I’m not sure who’s doing the presuming here: Cassidy knows full well that you

can’t draw a direct causal relationship between climate change in general and

a single warm winter’s day in particular. But if you’re going to take extreme

weather events and calculate their costs and benefits, it’s positively dishonest

to use a nice day in Brooklyn rather than, say, Hurricane Katrina.

Cassidy then launches into a list of the winners and losers from global climate

change. Here’s a list of the places he mentions: California’s Central Valley,

Florida, the Northeast [of the USA, which goes without saying], the Mediterranean,

Saint-Tropez, northwestern Europe, Scarborough. Here’s some of the places he

doesn’t mention: Africa. India. Bangladesh.

Any honest accounting of the effects of global climate change has to be, well,

global.

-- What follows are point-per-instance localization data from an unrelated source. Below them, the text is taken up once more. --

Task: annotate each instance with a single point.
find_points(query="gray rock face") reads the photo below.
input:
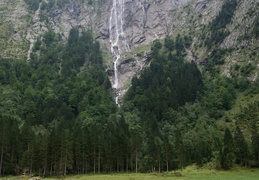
(144, 21)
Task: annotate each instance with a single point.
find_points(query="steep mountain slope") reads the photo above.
(143, 21)
(193, 98)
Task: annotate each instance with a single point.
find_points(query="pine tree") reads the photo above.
(241, 149)
(227, 156)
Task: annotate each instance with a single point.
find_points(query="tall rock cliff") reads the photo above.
(22, 22)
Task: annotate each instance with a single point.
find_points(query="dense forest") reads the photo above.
(58, 115)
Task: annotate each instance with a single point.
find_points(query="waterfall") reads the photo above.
(117, 40)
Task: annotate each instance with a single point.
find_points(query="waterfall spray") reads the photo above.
(116, 38)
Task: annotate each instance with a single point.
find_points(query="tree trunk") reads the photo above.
(94, 159)
(167, 167)
(159, 165)
(99, 160)
(2, 157)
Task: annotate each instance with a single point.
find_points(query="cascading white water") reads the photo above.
(117, 39)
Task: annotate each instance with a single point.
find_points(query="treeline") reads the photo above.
(58, 115)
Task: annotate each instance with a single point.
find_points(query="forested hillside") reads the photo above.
(193, 98)
(58, 115)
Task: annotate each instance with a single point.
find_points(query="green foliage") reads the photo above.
(227, 154)
(33, 4)
(218, 25)
(219, 96)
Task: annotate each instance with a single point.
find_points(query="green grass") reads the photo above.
(189, 173)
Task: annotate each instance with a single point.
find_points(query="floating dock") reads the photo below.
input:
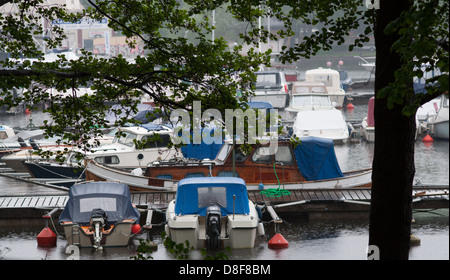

And there’s simply no way that the benefits to Scarborough can offset

the costs to the 900 million people living in the Indo-Gangetic Plain, to take

just one example of an area which will be devastated by global warming.

Cassidy then quotes Yale’s Robert Mendelsohn talking about

the effects of mild global warming on countries in the polar region and in mid-latitudes,

and concluding that "warming benefits and damages will likely offset each

other until warming passes [4.5°F], and even then [the cost] will be far

smaller on net than originally thought."

I haven’t seen Mendelsohn’s sums. But it does seem that he’s taking a lot of

advantage from the fact that the world’s poor, who will bear most of the brunt

of global climate change, will also be the hardest hit. If Canada benefits and

India is severely damaged, the net effects in terms of GDP might "offset

each other", although I doubt it. But that doesn’t mean that the outcomes

are economically equivalent. After all, India has a lot more potential for future

growth than Canada does. And if you take into account the opportunity cost of

curtailing India’s future growth, I don’t think you can be quite as sanguine

as Mendelsohn appears to be.

Cassidy does dip his toe into the contentious question of discount rates, setting

up Sir Nicholas Stern on the one side and William Nordhaus

on the other. That’s fair enough, but I don’t think it’s fair to put John

Quiggin in the middle. Quiggin, as any reader of his will know, is

very much on

Stern’s side of the debate.

And although Cassidy does talk about preventing global warming as a useful

insurance policy, he does so thusly:

Statistically speaking, it is unlikely that a 40-year-old man will get run

over by a bus in a year’s time, but he takes out a policy just in case.

Similarly, there may be only a small probability that unchecked growth in

emissions would exacerbate global warming, but why take the risk?

No, John, there may not be "only a small probability that unchecked

growth in emissions would exacerbate global warming". In fact, there’s

is a pretty much a 100% probability that unchecked growth in emissions will

exacerbate global warming.

Cassidy tells us that he isn’t "secretly working for a corporate-funded

think tank that churns out skeptical studies on global warming". Maybe

he should be, if he keeps on writing stuff like this.